Começaram a discutir e jogar uns sobre os outros a culpa pelo que tinham feito ao irmão. Nem se importavam com a presençade José, pensavam que não estava entendendo lhufas, mesmo porque ele só falava com eles através de um intérprete. José saiu disfarçadamente da presença deles e chorou. Chorou muito, pobrezinho.
— Ai deus, ai deus! Que ironia cruel do destino! Ai, essa minha vida daria uma novela! Quem eu vou deixar preso agora? O melhor seria deixar o mais velho, mas Rúben foi o único que pelo menos tentou me ajudar.
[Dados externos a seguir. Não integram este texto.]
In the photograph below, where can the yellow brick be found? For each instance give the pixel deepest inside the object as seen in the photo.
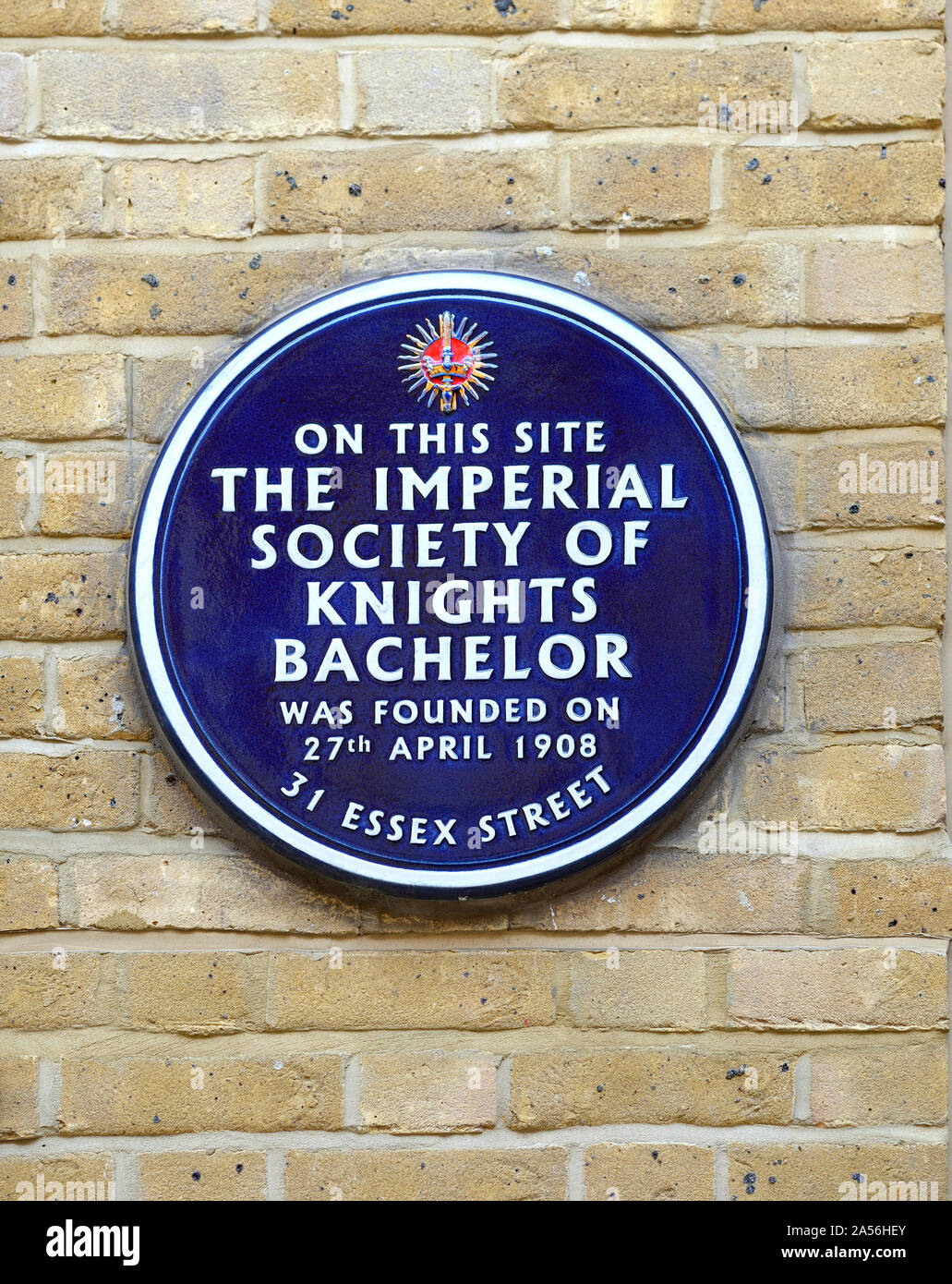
(428, 1092)
(56, 990)
(86, 790)
(639, 990)
(636, 16)
(781, 187)
(20, 695)
(16, 295)
(843, 587)
(784, 1171)
(638, 187)
(681, 891)
(842, 787)
(42, 18)
(54, 398)
(866, 283)
(27, 894)
(66, 1176)
(184, 198)
(821, 16)
(18, 1083)
(162, 293)
(657, 1172)
(91, 494)
(417, 1176)
(151, 94)
(45, 197)
(14, 497)
(890, 898)
(424, 17)
(397, 188)
(162, 388)
(649, 1085)
(896, 1085)
(172, 806)
(777, 466)
(187, 17)
(162, 1096)
(13, 95)
(240, 894)
(405, 90)
(829, 385)
(862, 481)
(195, 993)
(201, 1175)
(590, 88)
(679, 286)
(829, 988)
(62, 596)
(402, 990)
(857, 687)
(98, 695)
(863, 84)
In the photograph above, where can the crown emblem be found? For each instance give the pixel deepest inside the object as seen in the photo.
(448, 362)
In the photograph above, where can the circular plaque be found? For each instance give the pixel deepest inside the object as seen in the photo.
(450, 585)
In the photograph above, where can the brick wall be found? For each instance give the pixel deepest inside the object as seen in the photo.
(193, 1023)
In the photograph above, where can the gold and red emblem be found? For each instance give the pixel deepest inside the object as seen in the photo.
(448, 362)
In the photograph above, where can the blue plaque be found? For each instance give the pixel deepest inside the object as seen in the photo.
(450, 585)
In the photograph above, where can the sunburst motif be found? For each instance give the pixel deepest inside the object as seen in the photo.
(451, 361)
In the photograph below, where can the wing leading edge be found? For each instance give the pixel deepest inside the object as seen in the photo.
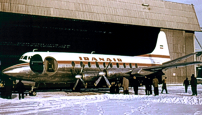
(167, 65)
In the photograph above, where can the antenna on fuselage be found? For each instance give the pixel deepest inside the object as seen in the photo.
(34, 49)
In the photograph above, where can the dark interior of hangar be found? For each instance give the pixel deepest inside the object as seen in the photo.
(21, 33)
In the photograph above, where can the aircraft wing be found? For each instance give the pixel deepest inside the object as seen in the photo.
(182, 58)
(171, 65)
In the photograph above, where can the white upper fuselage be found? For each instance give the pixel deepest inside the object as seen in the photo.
(141, 60)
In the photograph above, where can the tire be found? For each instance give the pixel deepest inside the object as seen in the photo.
(33, 93)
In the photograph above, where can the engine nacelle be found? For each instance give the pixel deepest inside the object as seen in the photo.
(47, 66)
(90, 76)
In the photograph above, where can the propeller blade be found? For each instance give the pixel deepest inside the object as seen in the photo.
(107, 81)
(76, 84)
(83, 83)
(97, 81)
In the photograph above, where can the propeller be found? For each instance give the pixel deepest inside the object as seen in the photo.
(103, 74)
(79, 77)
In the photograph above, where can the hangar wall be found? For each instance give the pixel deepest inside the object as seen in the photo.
(179, 21)
(180, 43)
(155, 13)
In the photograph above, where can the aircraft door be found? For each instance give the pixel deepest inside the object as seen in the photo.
(36, 64)
(51, 65)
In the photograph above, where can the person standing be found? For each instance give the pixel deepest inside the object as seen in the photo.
(125, 85)
(155, 84)
(149, 86)
(193, 85)
(164, 86)
(21, 88)
(146, 83)
(135, 83)
(186, 84)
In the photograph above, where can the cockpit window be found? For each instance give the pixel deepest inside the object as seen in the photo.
(29, 57)
(25, 58)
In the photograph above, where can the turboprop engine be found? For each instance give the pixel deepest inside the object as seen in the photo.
(49, 66)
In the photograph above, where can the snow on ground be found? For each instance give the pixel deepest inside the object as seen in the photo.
(102, 103)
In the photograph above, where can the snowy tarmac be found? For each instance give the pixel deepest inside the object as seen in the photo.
(102, 103)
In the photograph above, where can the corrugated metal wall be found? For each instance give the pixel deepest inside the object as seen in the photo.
(180, 43)
(158, 13)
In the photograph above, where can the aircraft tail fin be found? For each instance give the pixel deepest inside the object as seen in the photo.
(161, 45)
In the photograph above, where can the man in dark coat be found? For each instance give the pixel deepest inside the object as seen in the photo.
(155, 84)
(186, 84)
(164, 85)
(148, 84)
(193, 85)
(135, 83)
(125, 85)
(20, 88)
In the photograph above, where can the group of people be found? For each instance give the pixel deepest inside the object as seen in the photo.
(149, 82)
(148, 85)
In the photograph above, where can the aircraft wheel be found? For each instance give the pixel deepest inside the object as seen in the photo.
(32, 93)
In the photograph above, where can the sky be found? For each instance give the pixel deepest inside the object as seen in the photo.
(197, 5)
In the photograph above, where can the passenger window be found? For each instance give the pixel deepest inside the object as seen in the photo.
(124, 65)
(97, 64)
(81, 64)
(73, 63)
(89, 64)
(104, 64)
(111, 65)
(136, 66)
(29, 57)
(25, 58)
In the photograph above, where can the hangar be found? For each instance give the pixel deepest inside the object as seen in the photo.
(122, 27)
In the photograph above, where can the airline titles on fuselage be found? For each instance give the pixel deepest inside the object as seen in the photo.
(100, 59)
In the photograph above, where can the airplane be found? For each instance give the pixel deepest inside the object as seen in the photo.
(56, 67)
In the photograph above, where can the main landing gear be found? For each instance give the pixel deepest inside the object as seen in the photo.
(32, 92)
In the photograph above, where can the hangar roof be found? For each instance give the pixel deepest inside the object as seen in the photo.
(155, 13)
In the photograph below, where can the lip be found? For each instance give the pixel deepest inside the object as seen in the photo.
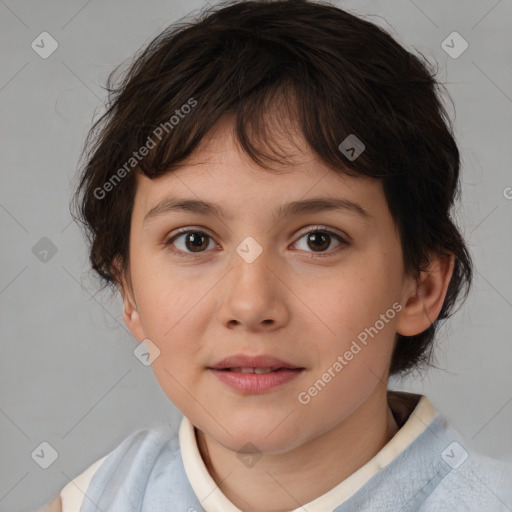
(246, 361)
(253, 383)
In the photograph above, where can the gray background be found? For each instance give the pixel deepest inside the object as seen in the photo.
(68, 374)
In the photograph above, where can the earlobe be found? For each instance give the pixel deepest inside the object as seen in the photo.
(131, 315)
(132, 319)
(423, 305)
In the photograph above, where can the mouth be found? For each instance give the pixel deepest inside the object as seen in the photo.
(258, 371)
(243, 363)
(254, 374)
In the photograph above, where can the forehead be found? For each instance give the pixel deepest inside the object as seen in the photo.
(220, 172)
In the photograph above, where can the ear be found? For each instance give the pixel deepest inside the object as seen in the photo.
(131, 315)
(423, 299)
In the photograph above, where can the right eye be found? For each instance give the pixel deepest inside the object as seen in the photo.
(188, 242)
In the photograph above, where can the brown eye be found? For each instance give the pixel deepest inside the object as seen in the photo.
(190, 241)
(319, 240)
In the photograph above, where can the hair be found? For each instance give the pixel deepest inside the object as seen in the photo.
(334, 74)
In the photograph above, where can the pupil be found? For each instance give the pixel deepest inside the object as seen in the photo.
(197, 241)
(318, 238)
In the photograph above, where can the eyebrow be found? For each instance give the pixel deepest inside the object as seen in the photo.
(295, 208)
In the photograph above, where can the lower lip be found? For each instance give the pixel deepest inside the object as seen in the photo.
(254, 382)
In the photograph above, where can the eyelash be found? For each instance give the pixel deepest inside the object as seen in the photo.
(318, 229)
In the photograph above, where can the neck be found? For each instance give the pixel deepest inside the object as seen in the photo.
(276, 481)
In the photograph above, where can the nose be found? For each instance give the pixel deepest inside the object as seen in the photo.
(254, 296)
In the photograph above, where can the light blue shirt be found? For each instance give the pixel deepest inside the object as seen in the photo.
(437, 472)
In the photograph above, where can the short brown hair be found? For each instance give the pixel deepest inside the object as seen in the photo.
(338, 74)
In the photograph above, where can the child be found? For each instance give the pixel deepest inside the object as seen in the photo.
(311, 156)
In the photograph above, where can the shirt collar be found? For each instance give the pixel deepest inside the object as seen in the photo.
(414, 412)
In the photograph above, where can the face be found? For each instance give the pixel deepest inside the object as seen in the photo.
(248, 281)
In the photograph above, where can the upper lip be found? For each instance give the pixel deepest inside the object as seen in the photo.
(245, 361)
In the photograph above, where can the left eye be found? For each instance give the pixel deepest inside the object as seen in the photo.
(320, 239)
(198, 241)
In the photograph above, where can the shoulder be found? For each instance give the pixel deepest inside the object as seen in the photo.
(471, 481)
(132, 458)
(54, 506)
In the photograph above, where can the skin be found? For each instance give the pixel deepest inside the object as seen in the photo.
(291, 302)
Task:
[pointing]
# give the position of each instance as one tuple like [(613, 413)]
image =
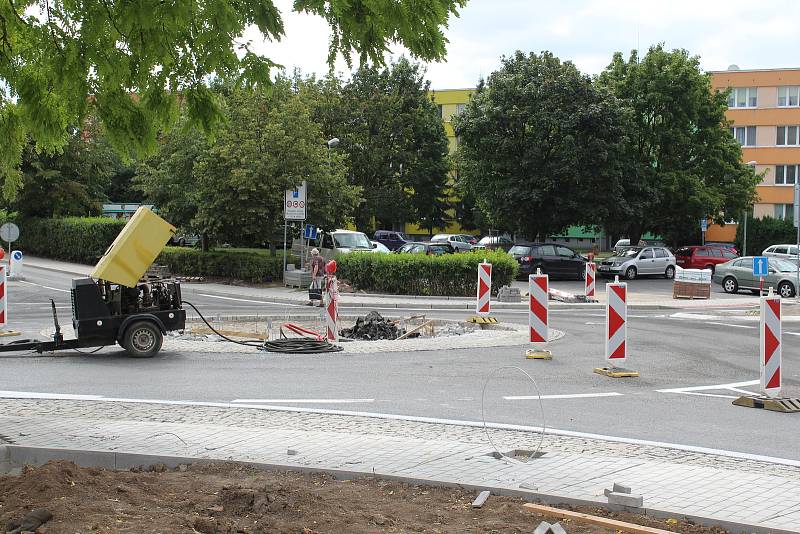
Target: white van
[(342, 242)]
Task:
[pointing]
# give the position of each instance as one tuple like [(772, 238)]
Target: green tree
[(680, 162), (537, 142), (395, 144), (60, 61)]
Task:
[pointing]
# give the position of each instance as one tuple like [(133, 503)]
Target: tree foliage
[(394, 140), (680, 163), (537, 141), (128, 62)]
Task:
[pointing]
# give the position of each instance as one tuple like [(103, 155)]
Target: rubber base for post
[(476, 319), (780, 404), (616, 372), (538, 354)]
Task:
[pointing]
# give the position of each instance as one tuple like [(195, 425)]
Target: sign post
[(294, 209), (760, 270)]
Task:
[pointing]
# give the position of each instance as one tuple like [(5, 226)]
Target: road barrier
[(770, 345), (484, 301), (591, 276), (538, 315), (616, 333)]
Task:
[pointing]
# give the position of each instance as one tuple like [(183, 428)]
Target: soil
[(231, 498)]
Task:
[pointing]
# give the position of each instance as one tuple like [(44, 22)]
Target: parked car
[(738, 274), (555, 260), (784, 252), (638, 261), (459, 243), (702, 257), (377, 246), (342, 242), (728, 246), (496, 242), (393, 240), (471, 239), (432, 249)]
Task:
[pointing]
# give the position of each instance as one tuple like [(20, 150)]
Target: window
[(784, 211), (787, 136), (743, 97), (785, 174), (564, 252), (787, 97), (746, 135)]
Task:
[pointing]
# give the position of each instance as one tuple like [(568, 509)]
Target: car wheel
[(142, 339), (785, 290), (730, 285)]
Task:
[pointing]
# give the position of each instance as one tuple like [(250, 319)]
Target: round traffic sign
[(9, 232)]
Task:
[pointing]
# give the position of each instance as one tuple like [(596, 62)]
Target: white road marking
[(40, 285), (572, 396), (420, 419), (732, 325), (301, 401)]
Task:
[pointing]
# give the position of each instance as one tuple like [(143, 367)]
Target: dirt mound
[(231, 498)]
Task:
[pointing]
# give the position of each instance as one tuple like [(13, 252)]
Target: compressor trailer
[(119, 303), (105, 314)]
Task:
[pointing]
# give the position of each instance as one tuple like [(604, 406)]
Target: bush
[(416, 274), (762, 233), (78, 239), (245, 266)]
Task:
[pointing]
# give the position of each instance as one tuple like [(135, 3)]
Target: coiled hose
[(285, 345)]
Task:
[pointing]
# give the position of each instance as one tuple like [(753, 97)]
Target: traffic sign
[(294, 207), (9, 232), (760, 266)]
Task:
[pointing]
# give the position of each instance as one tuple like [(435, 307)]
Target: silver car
[(639, 261), (738, 274)]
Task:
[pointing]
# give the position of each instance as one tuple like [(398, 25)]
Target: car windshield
[(354, 240), (782, 266), (630, 253)]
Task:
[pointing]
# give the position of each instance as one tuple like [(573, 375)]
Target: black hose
[(285, 345)]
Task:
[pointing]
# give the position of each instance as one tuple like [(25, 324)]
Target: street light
[(744, 240)]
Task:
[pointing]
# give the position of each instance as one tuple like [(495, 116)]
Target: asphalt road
[(684, 350)]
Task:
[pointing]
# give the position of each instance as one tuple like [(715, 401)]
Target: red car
[(703, 257)]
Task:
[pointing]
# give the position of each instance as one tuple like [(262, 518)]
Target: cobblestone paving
[(714, 486)]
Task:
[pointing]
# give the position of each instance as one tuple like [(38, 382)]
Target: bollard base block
[(779, 404), (538, 354), (616, 372)]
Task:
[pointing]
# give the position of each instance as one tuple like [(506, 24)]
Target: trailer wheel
[(142, 339)]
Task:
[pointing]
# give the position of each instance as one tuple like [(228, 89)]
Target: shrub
[(762, 233), (78, 239), (245, 266), (416, 274)]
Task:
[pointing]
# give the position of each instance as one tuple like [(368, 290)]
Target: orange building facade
[(764, 109)]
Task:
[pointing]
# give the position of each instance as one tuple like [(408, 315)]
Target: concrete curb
[(16, 456)]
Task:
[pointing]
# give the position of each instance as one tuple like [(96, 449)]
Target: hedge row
[(417, 274), (245, 266), (76, 239)]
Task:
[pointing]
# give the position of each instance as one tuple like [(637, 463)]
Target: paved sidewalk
[(741, 490), (285, 295)]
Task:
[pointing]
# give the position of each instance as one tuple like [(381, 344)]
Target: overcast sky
[(749, 33)]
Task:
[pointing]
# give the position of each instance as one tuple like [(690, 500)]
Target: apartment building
[(764, 109)]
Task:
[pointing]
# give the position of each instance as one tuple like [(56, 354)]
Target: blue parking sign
[(760, 266)]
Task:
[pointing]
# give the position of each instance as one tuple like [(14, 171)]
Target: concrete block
[(480, 499), (625, 499), (619, 488)]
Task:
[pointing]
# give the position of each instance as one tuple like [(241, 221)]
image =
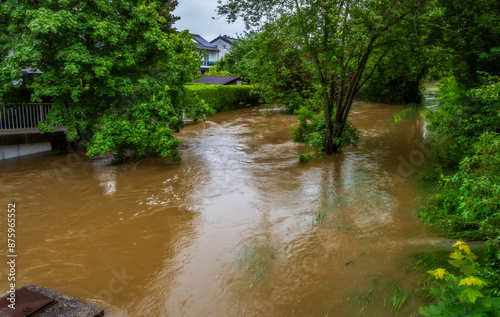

Ah, então vai ser o segundo filho. Ai, tadinho de papai, vai ficar tão sentido com isso tudo!
Depois de muito chorar, retocou a maquiagem e voltou ao cárcere para anunciar sua decisão. Mandou amarrar Simeão na frente dos outros, e ordenou aos servos que botassem o dinheiro dos irmãos de volta em suas sacolas de mantimentos, sem que eles (os irmãos, não os mantimentos) percebessem. Feito isso, os nove irmãos carregaram os jumentos e partiram de volta para Canaã. Nâo, não sairam carregando os jumentos. O que eu quis dizer é que eles pegaram as sacolas e… Bah! Vocês entenderam.